Perplexed, "I had a bad run with the effin spiny bastards when I was a wee runt."

"Lousy excuse. We should make you skin and eat it."

"Fell in a open sewer 'hind our house one night and could'na climb it out."

"Sob story, you ass"

By this time, ignoring Kelvin and Todger, Brent is tugging Lucy behind him away through the cloak of shrub and elderberry towards the Falcon.

"Listen, Gods' truth, an there was these hedgehogs swimmin' aroun' and aroun' me all the night. Dark like coal that night, no moon. Not one minds you, ones enough to go to hell, but I got no luck then and fells in ther shithole with three." 

"Fiction!"

"Not one." 

Kelvin in agitation throws his arms up, then down, spins around, stomps his feet. "Bogus eructation!"  he belches.

The driver stands blinking at him, but goes on rambling with his zoological autobiography.

"Three hedgehogs paddling aroun' in a stink to keep our noses up."

Brent jumps in the Falcon.

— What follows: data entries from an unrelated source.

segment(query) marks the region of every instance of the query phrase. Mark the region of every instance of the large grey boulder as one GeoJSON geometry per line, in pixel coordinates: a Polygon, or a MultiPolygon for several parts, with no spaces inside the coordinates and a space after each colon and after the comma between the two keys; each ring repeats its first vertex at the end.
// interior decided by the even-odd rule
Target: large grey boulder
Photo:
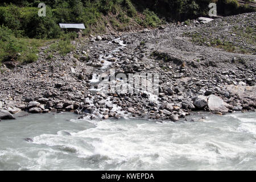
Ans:
{"type": "Polygon", "coordinates": [[[171,113],[170,111],[168,111],[166,109],[162,110],[162,111],[165,115],[172,115],[172,113],[171,113]]]}
{"type": "Polygon", "coordinates": [[[213,20],[212,18],[206,18],[206,17],[199,17],[198,19],[198,21],[202,23],[208,23],[213,20]]]}
{"type": "Polygon", "coordinates": [[[0,119],[15,119],[13,114],[8,111],[3,109],[0,110],[0,119]]]}
{"type": "Polygon", "coordinates": [[[31,101],[28,103],[28,104],[27,106],[27,109],[30,109],[32,107],[40,107],[40,104],[38,102],[35,101],[31,101]]]}
{"type": "Polygon", "coordinates": [[[198,96],[194,101],[194,105],[199,109],[204,108],[207,104],[207,97],[204,96],[198,96]]]}
{"type": "Polygon", "coordinates": [[[196,109],[196,107],[195,107],[192,102],[188,99],[185,99],[185,100],[184,100],[183,102],[182,102],[182,104],[183,106],[185,105],[187,105],[188,108],[189,109],[194,110],[195,109],[196,109]]]}
{"type": "Polygon", "coordinates": [[[219,97],[210,95],[208,99],[209,109],[213,111],[228,113],[229,109],[225,106],[224,101],[219,97]]]}

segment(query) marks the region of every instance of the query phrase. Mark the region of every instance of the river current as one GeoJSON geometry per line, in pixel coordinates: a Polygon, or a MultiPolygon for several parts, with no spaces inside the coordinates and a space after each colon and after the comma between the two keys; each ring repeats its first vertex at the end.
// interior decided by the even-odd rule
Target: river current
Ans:
{"type": "Polygon", "coordinates": [[[2,121],[0,170],[256,170],[255,112],[176,123],[77,117],[2,121]]]}

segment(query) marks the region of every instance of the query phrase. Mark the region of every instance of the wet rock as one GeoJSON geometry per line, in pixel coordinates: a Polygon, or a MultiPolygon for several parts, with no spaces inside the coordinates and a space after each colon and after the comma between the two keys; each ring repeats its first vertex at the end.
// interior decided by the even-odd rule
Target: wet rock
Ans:
{"type": "Polygon", "coordinates": [[[236,111],[241,111],[243,107],[242,106],[235,106],[233,110],[236,111]]]}
{"type": "Polygon", "coordinates": [[[28,110],[28,112],[30,113],[33,114],[39,114],[43,113],[43,111],[42,110],[41,108],[39,107],[32,107],[30,109],[28,110]]]}
{"type": "Polygon", "coordinates": [[[21,109],[19,108],[13,108],[9,110],[11,114],[14,114],[21,111],[21,109]]]}
{"type": "Polygon", "coordinates": [[[208,107],[212,111],[228,113],[228,109],[226,107],[224,101],[219,97],[210,95],[208,99],[208,107]]]}
{"type": "Polygon", "coordinates": [[[49,113],[49,110],[48,109],[46,109],[43,110],[43,113],[49,113]]]}
{"type": "Polygon", "coordinates": [[[97,36],[96,37],[96,40],[102,40],[102,38],[100,36],[97,36]]]}
{"type": "Polygon", "coordinates": [[[103,119],[108,119],[109,118],[109,116],[107,114],[107,115],[104,115],[104,116],[103,117],[103,119]]]}
{"type": "Polygon", "coordinates": [[[194,101],[194,105],[199,109],[204,108],[207,104],[207,97],[203,96],[197,96],[194,101]]]}
{"type": "Polygon", "coordinates": [[[24,110],[26,109],[26,105],[24,104],[20,104],[17,106],[17,108],[24,110]]]}
{"type": "Polygon", "coordinates": [[[233,110],[234,109],[234,106],[232,106],[232,105],[228,104],[227,104],[226,102],[224,102],[224,105],[225,105],[225,106],[226,108],[228,108],[228,109],[229,109],[230,110],[233,110]]]}
{"type": "Polygon", "coordinates": [[[170,104],[167,104],[164,108],[170,112],[174,110],[174,107],[170,104]]]}
{"type": "Polygon", "coordinates": [[[176,122],[179,121],[179,115],[177,114],[172,114],[169,118],[173,122],[176,122]]]}
{"type": "Polygon", "coordinates": [[[161,111],[167,115],[171,115],[172,114],[172,113],[171,113],[170,111],[168,111],[166,109],[162,110],[161,111]]]}
{"type": "Polygon", "coordinates": [[[65,107],[65,109],[67,111],[73,110],[74,110],[74,105],[73,104],[70,105],[68,106],[67,106],[66,107],[65,107]]]}
{"type": "Polygon", "coordinates": [[[38,101],[41,104],[46,104],[48,101],[49,101],[49,99],[47,98],[40,98],[38,101]]]}
{"type": "Polygon", "coordinates": [[[33,142],[33,139],[31,138],[26,138],[24,140],[28,142],[33,142]]]}
{"type": "Polygon", "coordinates": [[[106,100],[100,100],[97,102],[99,105],[104,105],[106,103],[106,100]]]}
{"type": "Polygon", "coordinates": [[[0,119],[13,119],[15,118],[13,114],[10,113],[8,111],[3,109],[0,110],[0,119]]]}
{"type": "Polygon", "coordinates": [[[27,106],[27,109],[30,109],[32,107],[40,107],[40,104],[36,101],[31,101],[28,103],[27,106]]]}
{"type": "Polygon", "coordinates": [[[131,113],[136,113],[136,111],[133,107],[128,108],[127,110],[128,110],[129,112],[130,112],[131,113]]]}
{"type": "Polygon", "coordinates": [[[183,106],[183,109],[191,109],[191,110],[194,110],[194,109],[196,109],[196,107],[195,107],[195,106],[193,104],[191,100],[188,100],[188,99],[186,99],[186,100],[184,100],[183,102],[182,102],[182,104],[183,104],[182,106],[183,106]],[[187,105],[187,108],[185,108],[185,106],[184,107],[184,104],[187,105]]]}
{"type": "Polygon", "coordinates": [[[213,90],[208,90],[204,93],[205,96],[209,96],[210,95],[213,95],[215,93],[215,92],[213,90]]]}
{"type": "Polygon", "coordinates": [[[171,88],[168,88],[167,91],[168,93],[170,94],[171,94],[171,95],[172,95],[173,94],[175,93],[174,90],[172,90],[172,89],[171,88]]]}
{"type": "Polygon", "coordinates": [[[109,104],[106,105],[106,107],[108,109],[112,109],[113,108],[113,106],[112,105],[110,105],[110,104],[109,104]]]}

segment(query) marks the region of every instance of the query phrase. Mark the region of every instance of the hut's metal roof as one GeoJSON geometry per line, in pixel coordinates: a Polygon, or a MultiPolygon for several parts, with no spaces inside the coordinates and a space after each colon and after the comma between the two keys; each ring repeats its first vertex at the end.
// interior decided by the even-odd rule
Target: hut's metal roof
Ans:
{"type": "Polygon", "coordinates": [[[84,23],[60,23],[61,28],[85,29],[84,23]]]}

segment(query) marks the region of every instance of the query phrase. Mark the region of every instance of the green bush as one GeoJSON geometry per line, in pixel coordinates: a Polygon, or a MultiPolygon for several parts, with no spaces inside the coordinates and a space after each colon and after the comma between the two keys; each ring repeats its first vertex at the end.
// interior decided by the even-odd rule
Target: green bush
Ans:
{"type": "Polygon", "coordinates": [[[159,18],[153,11],[146,9],[144,11],[143,14],[145,16],[143,25],[145,27],[151,26],[155,27],[159,25],[162,22],[159,18]]]}

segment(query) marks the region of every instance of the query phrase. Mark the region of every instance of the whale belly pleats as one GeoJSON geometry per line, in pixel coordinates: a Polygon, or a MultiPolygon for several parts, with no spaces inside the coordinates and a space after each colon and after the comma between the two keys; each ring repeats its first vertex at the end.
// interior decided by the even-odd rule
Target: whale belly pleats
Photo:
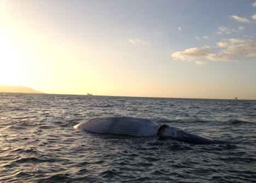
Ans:
{"type": "Polygon", "coordinates": [[[138,128],[133,125],[132,121],[124,120],[124,121],[114,121],[109,127],[108,133],[114,134],[123,134],[132,136],[137,136],[138,128]]]}

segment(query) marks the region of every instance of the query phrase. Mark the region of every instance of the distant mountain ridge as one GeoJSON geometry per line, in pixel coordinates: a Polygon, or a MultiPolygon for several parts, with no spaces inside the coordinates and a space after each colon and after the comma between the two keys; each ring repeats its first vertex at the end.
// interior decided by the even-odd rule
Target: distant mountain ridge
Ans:
{"type": "Polygon", "coordinates": [[[2,93],[43,93],[33,88],[22,86],[0,85],[2,93]]]}

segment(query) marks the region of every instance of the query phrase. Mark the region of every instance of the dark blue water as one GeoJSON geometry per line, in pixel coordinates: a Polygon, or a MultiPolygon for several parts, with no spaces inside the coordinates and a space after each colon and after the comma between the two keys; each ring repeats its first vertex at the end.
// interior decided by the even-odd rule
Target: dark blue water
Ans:
{"type": "Polygon", "coordinates": [[[256,101],[0,94],[0,182],[255,182],[256,101]],[[166,123],[232,142],[103,135],[98,116],[166,123]]]}

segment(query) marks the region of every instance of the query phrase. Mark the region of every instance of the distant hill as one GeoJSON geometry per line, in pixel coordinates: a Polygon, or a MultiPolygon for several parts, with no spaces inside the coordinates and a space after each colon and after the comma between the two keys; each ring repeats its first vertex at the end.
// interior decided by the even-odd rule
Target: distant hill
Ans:
{"type": "Polygon", "coordinates": [[[42,92],[26,86],[9,85],[0,85],[0,92],[43,93],[42,92]]]}

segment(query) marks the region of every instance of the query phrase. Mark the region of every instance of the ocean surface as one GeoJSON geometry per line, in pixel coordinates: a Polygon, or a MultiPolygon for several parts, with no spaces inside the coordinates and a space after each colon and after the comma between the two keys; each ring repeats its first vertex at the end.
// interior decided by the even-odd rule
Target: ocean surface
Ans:
{"type": "Polygon", "coordinates": [[[0,182],[256,182],[256,101],[0,93],[0,182]],[[95,117],[228,144],[81,132],[95,117]]]}

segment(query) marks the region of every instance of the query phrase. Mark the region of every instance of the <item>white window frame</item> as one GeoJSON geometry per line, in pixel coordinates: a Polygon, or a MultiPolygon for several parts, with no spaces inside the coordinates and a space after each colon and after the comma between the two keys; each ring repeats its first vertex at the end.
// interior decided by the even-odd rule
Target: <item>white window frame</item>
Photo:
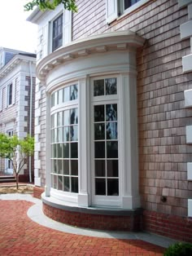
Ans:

Lucy climbs in on her side. They start up the car and drive around beside the slumped Lotus.

"Squeakin' an me yellin' to get out."

Kelvin catches that Brent and Lucy are moving out.

"Me mum passt in the back parlor she not come alon 'til mornin' pulls me up."

"Reckless endangerment. Damn, man, who the hell you expect to clean this up? Forget about it," waving off the proffered license.

"Pissed she was I got hosed."

Kelvin runs over and jumps in the back of the Falcon. As the threesome speeds away he shouts out the rear window, "You can get thrown in jail for smashing porcupines, you know."